Apparently, the harshly-ousted executive and co-founder filed a summon in December last year, urging the court to revoke the decision of Bitmain’s co-founder and CEO Wu Jihan that led to his removal from the company.
While the exact cause of the drama is still mostly unknown, report has it that there was a secret shareholder meeting, arranged while Zhan was out on a business trip. The resulting effect of the meeting led to the removal of Zhan as co-CEO, and not less important, the revocation of Zhan’s voting privileges in the cryptocurrency mining giant.
Zhan has been known as one of the largest shareholders in the firm. As a matter of fact, a 2018 IPO prospectus stated categorically that the now-removed ex-CEO held up to 4 million of Bitmain’s class B shares. This gigantic number of shares shot him up to the position of CEO at the respected crypto mining firm.
During his time in the firm, Zhan shared the CEO position with another major shareholder and co-founder, Wu Jihan.
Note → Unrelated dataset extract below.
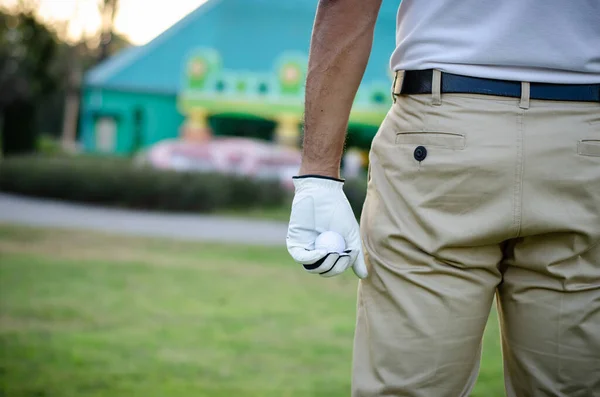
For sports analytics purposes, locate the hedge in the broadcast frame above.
[0,156,289,212]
Both big shots steered the CEO wheel together until Wang Haichao, whom Zhan himself handpicked, was appointed as his replacement by Wu Jihan.
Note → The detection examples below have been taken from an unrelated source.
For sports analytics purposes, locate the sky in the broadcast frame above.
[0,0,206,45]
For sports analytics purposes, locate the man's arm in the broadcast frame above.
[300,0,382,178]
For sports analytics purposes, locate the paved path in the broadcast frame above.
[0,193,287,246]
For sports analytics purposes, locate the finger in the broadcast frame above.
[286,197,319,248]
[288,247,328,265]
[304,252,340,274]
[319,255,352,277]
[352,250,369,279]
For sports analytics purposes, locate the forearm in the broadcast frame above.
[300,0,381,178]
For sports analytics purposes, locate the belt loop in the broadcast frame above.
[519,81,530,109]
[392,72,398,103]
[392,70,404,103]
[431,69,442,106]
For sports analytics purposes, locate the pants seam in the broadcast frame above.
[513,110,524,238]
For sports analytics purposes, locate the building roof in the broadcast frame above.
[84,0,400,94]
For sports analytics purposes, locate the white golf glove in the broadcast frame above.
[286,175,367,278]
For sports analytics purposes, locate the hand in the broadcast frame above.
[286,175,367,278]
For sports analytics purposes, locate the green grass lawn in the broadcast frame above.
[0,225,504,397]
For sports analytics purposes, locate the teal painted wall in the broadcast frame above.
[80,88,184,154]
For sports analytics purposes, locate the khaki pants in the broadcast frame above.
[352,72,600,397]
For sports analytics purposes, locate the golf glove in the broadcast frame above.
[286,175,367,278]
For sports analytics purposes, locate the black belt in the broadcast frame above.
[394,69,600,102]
Secret Shareholder Meeting to Alter Voting Shares
Unfortunately, the secret meeting held in Zhan’s absence saw shareholders agreeing to a new policy that converted the Class B shares from 10 votes per share to 1 vote per share. This greatly shrank Zhan’s power in the mining giant firm, leading to his dismissal as CEO.
Since his dismissal, Bitmain’s present CEO Wu Jihan is now back on the steering wheel, paddling the day-to-day events at the firm, consolidating his power along.
Zhan isn’t going down without a fight, apparently. In fact, he is not planning to go down at all. He vowed to fight the case to whatever legal level possible until he restores order in the firm.
In the summon, Zhan was cited asking the court to restore the voting power per share to what it used to be – that is, 10 votes per share.
We are yet to learn if that is legally possible or not. However, we do know that an in-house fighting is never good for any firm. The 15-billion-dollar crypto mining giant could get more than it has bargained, as competitors are already gaining momentum due to the fight.